Portanto, afastar os trabalhadores sob demanda de um vínculo formal de emprego
denota um propósito único: o de aumentar o lucro dos empresários donos das empresas
de serviço de aplicativo. Na prática, o tempo em que a força de trabalho é vendida por
determinado período entre os trabalhadores de serviços é confundível aos formais, de
CLT, pelo contrato de trabalho intermitente (Bonfim, 37, 2023).
CONCLUSÃO:
Como apresentado, o Direito moderno corresponde intrinsecamente aos desejos e
anseios da classe detentora dos meios de produção de produzir capital e, além de tudo, se
manter no poder.
Também foi observado que o trabalho uberizado, por não deter vigilância
panóptica, é o mais suscetível de, pela mistificação laboral da autonomia, ocupar o
trabalhador intermitentemente. No caso da realidade dos terceirizados é observável que
a não percepção do chefe dificulta a sindicalização, como também a desmobilização social.
Além do mais, em ambos os casos, pela despersonalização laboral jurídica, estão à deriva
da garantia de direitos trabalhistas.
Logo, a análise da realidade laboral atual brasileira em conjunto com o caráter
ontológico do Direito são fatores primordiais para um estudo jurídico do caso. Com efeito,
o estudo historiográfico de como se desenvolveu os direitos trabalhistas no Brasil é
fundamental para compreender as razões pela inefetiva e desmobilizada classe operária
perante os furtos às suas garantias jurídicas laborais. Aliás, a presença e o trabalho dos
argumentos apresentados podem fornecer o substrato para uma teoria de superação de
tal realidade ou de prever os problemas da continuidade do processo de precarização
social do trabalho.
Deve-se ressaltar que o trabalho está em desenvolvimento, como a confirmação
das hipóteses ou não.
REFERÊNCIAS:
DINIZ, Janguiê. O Direito e a Justiça do Trabalho Diante da Globalização. 1° ed. Barueri, SP.

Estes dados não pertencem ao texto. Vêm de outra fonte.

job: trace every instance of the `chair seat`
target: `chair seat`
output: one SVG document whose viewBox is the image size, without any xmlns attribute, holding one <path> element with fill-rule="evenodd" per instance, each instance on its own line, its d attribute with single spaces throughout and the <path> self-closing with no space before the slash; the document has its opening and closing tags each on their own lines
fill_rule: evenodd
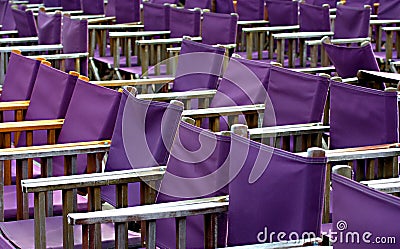
<svg viewBox="0 0 400 249">
<path fill-rule="evenodd" d="M 16 186 L 4 186 L 4 217 L 5 220 L 15 220 L 17 213 L 17 199 L 16 199 Z M 33 193 L 29 194 L 29 216 L 33 218 L 34 207 Z M 87 210 L 87 199 L 78 195 L 78 212 L 85 212 Z M 53 209 L 54 215 L 62 214 L 62 193 L 61 191 L 53 192 Z"/>
<path fill-rule="evenodd" d="M 47 248 L 62 249 L 63 246 L 63 221 L 61 216 L 46 218 L 46 239 Z M 0 223 L 3 236 L 0 236 L 0 246 L 2 249 L 33 249 L 35 247 L 34 220 L 21 220 Z M 75 248 L 82 247 L 81 226 L 74 226 Z M 102 246 L 110 248 L 114 246 L 114 225 L 102 224 Z M 21 236 L 23 235 L 23 236 Z M 129 245 L 140 245 L 140 234 L 128 232 Z M 10 246 L 11 243 L 15 246 Z"/>
</svg>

Novo Século Editora, 2021;
HENRIQUES, Antonio; MEDEIROS, João Bosco. Metodologia científica na pesquisa jurídica.
9° ed. Rio de Janeiro, RJ. Grupo Gen-Atlas, 2017;
MARX, Karl. Manuscritos econômico-filosóficos de 1844. 1° ed. Petrópolis, RJ. Vozes de
Bolso, 2022;
MARX, Karl; ENGELS, Friedrich. Manifesto do Partido Comunista. 3° ed. São Paulo. Edipro,
2020;
PACHUKANIS, E. B. Teoria Geral do Direito e Marxismo. 1° ed. São Paulo. Boitempo, 2017.